Da gibt es in der Tat ein Problem! Das Skript hat in der letzten Fassung (2011) gerade mal noch 43 Seiten Text. Es wurde offensichtlich genau nach dem Rahmenstoffplan zusammengestrichen. Beispiel Konjunkturzyklus:
Im RSP steht
"1.1.3 Konjunktur und Wirtschaftswachstum
1.1.3.1 Ziele der Stabilitätspolitik
Zielsetzungen und ihre Messbarkeit
Zielkonflikte und Zielharmonien
1.1.3.2Wirtschaftspolitische Maßnahmen und Konzeptionen
- Geldpolitik
- Finanzpolitik
- Wachstumspolitik
- Tarifpolitik
- Arbeitsmarktpolitik
- Umweltpolitik
- Unterscheidung nachfrage- und angebotsorientierte
Wirtschaftspolitik"

Da ist von dem Konjunkturzyklus und seinen Phasen keine Rede - dafür haben wir diese (sorry: idiotische) detaillierte Aufzählung der Politik-Bereiche.
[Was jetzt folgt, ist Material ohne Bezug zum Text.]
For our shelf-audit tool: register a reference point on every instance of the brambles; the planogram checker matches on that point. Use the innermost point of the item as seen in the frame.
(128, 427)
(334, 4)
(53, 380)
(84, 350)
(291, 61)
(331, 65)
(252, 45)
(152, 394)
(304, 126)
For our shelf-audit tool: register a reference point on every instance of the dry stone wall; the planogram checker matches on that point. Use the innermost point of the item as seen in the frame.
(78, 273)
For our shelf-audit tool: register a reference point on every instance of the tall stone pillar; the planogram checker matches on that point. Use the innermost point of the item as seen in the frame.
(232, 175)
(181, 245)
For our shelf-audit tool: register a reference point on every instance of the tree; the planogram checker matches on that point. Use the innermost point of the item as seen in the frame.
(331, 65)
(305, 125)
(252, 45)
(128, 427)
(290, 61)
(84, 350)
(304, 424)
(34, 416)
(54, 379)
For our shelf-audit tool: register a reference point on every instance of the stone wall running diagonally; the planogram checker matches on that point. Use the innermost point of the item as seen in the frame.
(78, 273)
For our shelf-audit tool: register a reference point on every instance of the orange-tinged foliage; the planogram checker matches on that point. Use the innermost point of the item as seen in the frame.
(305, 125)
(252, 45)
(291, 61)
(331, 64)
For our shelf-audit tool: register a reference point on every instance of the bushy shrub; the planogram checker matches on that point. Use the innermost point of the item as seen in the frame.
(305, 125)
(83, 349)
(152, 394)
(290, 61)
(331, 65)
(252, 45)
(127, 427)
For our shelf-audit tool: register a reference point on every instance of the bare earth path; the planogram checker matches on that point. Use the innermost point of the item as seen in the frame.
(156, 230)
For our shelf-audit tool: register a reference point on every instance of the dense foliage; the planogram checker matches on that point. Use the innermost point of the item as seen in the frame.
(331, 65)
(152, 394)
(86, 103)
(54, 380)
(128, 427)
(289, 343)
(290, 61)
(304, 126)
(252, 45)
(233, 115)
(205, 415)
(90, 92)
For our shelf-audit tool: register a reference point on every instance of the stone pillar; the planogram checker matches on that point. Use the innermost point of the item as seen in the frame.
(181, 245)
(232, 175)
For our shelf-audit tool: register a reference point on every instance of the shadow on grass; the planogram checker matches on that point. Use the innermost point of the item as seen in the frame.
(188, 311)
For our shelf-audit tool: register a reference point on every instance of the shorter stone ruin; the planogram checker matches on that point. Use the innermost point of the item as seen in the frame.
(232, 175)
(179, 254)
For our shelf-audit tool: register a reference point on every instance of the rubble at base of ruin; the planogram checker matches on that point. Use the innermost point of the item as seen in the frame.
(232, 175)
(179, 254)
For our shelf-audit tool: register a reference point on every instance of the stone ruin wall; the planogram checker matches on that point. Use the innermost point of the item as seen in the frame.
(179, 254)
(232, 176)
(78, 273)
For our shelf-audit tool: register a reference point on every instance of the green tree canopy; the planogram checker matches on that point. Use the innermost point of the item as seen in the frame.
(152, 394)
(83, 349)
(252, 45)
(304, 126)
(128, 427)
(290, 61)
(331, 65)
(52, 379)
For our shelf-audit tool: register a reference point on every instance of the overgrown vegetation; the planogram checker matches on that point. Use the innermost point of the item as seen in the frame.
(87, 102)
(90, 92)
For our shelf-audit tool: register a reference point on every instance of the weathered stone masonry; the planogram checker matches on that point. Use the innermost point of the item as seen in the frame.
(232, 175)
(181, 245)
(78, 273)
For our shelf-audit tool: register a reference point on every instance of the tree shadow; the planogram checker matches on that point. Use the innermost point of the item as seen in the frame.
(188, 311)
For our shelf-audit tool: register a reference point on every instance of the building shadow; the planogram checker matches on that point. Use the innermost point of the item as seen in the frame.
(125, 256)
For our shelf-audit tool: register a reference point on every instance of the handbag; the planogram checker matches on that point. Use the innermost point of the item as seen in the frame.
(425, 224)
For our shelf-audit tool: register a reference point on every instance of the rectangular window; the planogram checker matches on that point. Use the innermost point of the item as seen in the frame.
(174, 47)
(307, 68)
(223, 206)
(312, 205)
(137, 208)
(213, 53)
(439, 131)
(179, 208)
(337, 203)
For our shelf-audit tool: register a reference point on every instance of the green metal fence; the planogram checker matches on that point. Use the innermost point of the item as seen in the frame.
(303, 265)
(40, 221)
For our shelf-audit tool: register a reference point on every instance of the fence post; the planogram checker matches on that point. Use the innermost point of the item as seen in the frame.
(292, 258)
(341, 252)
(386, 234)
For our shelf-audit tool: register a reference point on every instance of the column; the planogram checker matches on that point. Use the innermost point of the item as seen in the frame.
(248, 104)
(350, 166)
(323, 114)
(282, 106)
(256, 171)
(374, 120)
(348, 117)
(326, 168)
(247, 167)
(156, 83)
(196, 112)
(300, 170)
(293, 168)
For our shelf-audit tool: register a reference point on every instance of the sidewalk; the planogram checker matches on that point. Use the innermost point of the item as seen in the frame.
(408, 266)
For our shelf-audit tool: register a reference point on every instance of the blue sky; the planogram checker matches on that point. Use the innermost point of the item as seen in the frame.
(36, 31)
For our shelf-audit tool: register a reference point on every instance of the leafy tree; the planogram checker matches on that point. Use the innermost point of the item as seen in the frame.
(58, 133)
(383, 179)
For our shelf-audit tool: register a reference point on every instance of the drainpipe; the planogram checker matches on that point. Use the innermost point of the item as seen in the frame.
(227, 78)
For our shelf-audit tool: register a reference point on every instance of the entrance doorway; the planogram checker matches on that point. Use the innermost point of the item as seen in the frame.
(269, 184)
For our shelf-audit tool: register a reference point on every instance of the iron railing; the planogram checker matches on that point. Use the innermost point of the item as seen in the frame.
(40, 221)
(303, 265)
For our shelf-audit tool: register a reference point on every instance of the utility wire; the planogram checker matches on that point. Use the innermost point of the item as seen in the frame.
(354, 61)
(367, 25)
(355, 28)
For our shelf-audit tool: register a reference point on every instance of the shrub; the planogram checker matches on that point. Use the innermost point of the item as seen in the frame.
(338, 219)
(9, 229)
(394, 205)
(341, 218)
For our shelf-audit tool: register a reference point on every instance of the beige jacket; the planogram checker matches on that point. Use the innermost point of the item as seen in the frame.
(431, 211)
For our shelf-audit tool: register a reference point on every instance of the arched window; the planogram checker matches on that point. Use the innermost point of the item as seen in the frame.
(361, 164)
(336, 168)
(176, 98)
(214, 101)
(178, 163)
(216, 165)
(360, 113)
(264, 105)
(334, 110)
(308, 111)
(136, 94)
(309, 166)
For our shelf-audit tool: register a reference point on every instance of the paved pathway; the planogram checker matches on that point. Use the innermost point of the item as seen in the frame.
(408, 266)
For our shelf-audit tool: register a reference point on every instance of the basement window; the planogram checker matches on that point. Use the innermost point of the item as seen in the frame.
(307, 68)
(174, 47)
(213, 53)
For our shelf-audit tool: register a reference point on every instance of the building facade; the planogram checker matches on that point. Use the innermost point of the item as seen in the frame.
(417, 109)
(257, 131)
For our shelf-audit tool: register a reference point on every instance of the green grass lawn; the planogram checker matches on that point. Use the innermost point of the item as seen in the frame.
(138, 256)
Die erstreckt sich dann im Skript auch über 10 Seiten (von denen 5 überflüssig sind) Es ist also zuuerst einmal ein Problem des RSP. Ich frag mich schon, ob da ausser Juristen überhaupt noch ein Volkswirt und Dozent mitgewirkt hat... Die Frage ist nur: wie soll jemand die (anti-zyklische!) Konjunkturpolitik verstehen, wenn ich den Konjunkturzyklus, seine Phasen und deren Kennzeichen nicht erkläre? Klausurfrage im Herbst 2011: "Erläutern Sie, wie mit Hilfe der antizyklischen Fiskalpolitik die konjunkturelle Arbeitslosigkeit bekämpft werden kann." - Genau so Zahlungsbilanz: wie soll ich im Mag. Viereck das außenwirtschaftl. Gleichgewicht erklären - ohne vorher zu erklären, woran die Erreichung des Ziels gemessen wird (Saldo der Leistungsbilanz)?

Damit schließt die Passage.